I raised the same question in my psychometrics class that you do here, that if it's unethical to release information about test items, how is that different from the test preparations available? The professor said that of course it is blurry, and if there is a distinction it is that the test preps teach what kind of answer the test is looking for. I agree that everyone should have access to them, or else the tests are not a fair measure. I agree they don't really predict performance very well (I hear college sports is better for that). Some of my friends here may never become counselors because they can't make a 400 on the GRE, even though a counselor really doesn't have to be able to do math anymore with computerized scoring of testing instruments.

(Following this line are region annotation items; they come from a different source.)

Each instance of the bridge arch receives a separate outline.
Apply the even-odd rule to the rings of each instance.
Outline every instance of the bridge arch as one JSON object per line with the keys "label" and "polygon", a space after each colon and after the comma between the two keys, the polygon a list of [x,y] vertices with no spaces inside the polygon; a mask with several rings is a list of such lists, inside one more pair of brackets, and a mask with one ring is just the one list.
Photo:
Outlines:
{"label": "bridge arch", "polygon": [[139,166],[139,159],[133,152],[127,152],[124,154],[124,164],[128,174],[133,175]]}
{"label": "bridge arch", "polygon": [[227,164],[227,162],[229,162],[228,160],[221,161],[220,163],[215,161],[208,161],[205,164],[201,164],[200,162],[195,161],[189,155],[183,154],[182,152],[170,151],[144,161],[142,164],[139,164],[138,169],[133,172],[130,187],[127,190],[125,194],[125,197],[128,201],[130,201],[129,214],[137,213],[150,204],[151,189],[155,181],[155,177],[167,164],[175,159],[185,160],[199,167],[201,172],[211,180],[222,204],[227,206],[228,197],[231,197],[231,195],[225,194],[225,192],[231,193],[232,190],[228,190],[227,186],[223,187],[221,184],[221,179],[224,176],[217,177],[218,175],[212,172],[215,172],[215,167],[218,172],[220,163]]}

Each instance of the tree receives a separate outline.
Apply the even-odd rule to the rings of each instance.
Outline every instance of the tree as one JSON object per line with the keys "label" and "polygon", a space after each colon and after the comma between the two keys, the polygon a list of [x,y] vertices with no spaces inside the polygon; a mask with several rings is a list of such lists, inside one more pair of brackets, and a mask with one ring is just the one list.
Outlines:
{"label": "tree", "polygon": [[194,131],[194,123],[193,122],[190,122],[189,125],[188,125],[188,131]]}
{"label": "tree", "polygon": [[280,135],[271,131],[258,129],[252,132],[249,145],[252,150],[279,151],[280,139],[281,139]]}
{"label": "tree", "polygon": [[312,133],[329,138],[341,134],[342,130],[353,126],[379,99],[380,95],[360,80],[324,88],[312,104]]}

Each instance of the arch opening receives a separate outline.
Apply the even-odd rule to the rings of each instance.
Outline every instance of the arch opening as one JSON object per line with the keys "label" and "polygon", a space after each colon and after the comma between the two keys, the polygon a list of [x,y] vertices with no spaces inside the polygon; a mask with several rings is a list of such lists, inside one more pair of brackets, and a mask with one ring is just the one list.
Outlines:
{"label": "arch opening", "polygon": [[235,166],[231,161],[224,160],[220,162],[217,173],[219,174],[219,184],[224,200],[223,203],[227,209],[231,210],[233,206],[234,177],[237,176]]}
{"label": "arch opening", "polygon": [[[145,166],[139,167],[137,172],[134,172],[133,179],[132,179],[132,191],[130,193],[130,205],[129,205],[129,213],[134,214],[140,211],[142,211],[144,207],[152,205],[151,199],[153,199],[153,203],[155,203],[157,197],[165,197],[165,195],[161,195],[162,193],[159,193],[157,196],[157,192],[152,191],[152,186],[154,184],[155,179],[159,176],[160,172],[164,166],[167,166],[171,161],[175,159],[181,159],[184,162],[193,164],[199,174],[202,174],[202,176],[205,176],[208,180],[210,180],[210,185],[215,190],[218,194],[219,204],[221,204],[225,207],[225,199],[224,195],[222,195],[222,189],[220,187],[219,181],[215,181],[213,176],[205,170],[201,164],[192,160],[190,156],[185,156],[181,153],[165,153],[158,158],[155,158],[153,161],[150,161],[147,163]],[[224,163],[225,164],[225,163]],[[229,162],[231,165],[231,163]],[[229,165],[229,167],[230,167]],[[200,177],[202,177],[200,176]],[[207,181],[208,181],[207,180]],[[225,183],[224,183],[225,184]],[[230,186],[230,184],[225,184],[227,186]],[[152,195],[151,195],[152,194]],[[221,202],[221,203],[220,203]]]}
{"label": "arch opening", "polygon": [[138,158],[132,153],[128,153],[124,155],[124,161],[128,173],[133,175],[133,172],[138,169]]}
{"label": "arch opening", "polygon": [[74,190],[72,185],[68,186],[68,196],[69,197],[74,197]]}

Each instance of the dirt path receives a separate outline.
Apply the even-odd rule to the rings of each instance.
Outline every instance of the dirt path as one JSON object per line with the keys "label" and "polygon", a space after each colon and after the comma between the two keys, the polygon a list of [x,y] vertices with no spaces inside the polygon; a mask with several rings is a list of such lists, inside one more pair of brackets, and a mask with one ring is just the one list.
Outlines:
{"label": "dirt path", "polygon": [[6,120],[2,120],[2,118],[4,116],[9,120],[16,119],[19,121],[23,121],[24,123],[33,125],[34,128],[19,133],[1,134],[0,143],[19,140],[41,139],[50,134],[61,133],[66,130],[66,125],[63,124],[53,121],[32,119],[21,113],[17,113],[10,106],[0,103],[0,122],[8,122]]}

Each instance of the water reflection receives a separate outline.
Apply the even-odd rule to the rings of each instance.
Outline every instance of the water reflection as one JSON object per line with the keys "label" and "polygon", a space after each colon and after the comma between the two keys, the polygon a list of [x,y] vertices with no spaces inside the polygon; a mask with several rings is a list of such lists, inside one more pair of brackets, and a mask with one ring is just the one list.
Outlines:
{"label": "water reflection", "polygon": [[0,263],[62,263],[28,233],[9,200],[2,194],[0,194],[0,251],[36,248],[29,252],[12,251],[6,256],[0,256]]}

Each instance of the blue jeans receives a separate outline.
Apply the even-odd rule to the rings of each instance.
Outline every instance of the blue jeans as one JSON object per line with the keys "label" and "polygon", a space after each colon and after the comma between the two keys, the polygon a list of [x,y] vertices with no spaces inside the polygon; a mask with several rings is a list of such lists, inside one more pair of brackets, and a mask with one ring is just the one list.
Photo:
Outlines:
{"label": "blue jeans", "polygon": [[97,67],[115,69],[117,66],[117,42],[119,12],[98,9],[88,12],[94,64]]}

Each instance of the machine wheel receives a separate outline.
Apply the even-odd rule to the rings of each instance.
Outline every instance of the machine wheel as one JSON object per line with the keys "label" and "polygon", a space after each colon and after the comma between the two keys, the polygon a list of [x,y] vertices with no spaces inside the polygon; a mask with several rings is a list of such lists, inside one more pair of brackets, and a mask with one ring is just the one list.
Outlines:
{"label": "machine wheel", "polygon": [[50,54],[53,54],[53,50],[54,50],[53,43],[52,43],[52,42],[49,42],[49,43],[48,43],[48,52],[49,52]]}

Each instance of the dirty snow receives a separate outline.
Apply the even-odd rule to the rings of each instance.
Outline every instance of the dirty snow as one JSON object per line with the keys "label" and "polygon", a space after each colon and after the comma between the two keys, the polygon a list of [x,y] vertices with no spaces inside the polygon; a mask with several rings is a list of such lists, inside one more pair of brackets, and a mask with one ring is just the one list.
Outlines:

But I don't know a better way to make sure a school is teaching well than to test children when they arrive and when they leave. I think part of our frustration here is that the society we live in does not agree on what it means for a school to succeed, or what it means for a child to succeed in school. If a student plays a great bassoon but can't do algebra, is that a success or a failure? And where is the section on "the test" that gives credit for bassoon playing? Where is the section that gives students credit for good social skills and being able to get behind their emotions? Just as there has been a broadening of assessment in the mental health field (it's actually unethical for a therapist to make an assessment based solely on a test's outcome), and now we're using more instruments that test for strengths as well as neuroticism, I hope this trend will be embraced by the schools. But even though I would like to see assessment broadened, if ten of twenty students don't learn how to do algebra in algebra class, I can't say that teacher is doing a good job. We have to hold someone responsible if we're going to make this system better, and it is important to hold both teachers and students accountable to accomplish this.


Posted by: Morris at January 5, 2005 04:13 PM | PERMALINK

when federal policy makers make decisions that so pervasively and overwhelmingly determine how teachers are forced to teach, shouldn't we hold tho policy makers accountable? i know that's not a terribly popular view these days, but it makes as much sense to me as the heisenbergian paradox raised by the we-can't-measure-progress-if-we-don't-test-progress-even-where-such-testing-is-an-impediment-to-actual-learning overtone to your argument.

Posted by: joshua at January 6, 2005 11:46 AM | PERMALINK

I would agree that federal policy makers are responsible, as are voters who elect them and parents as well. The real quandry here is that we want to evaluate teachers on how they perform teaching and we don't want to tell them (or can't agree upon) what they're supposed to be teaching, as evidenced by your contention that we should focus on teaching abstract thought, something that many in the country would see as unnecessary because they cannot themselves do this.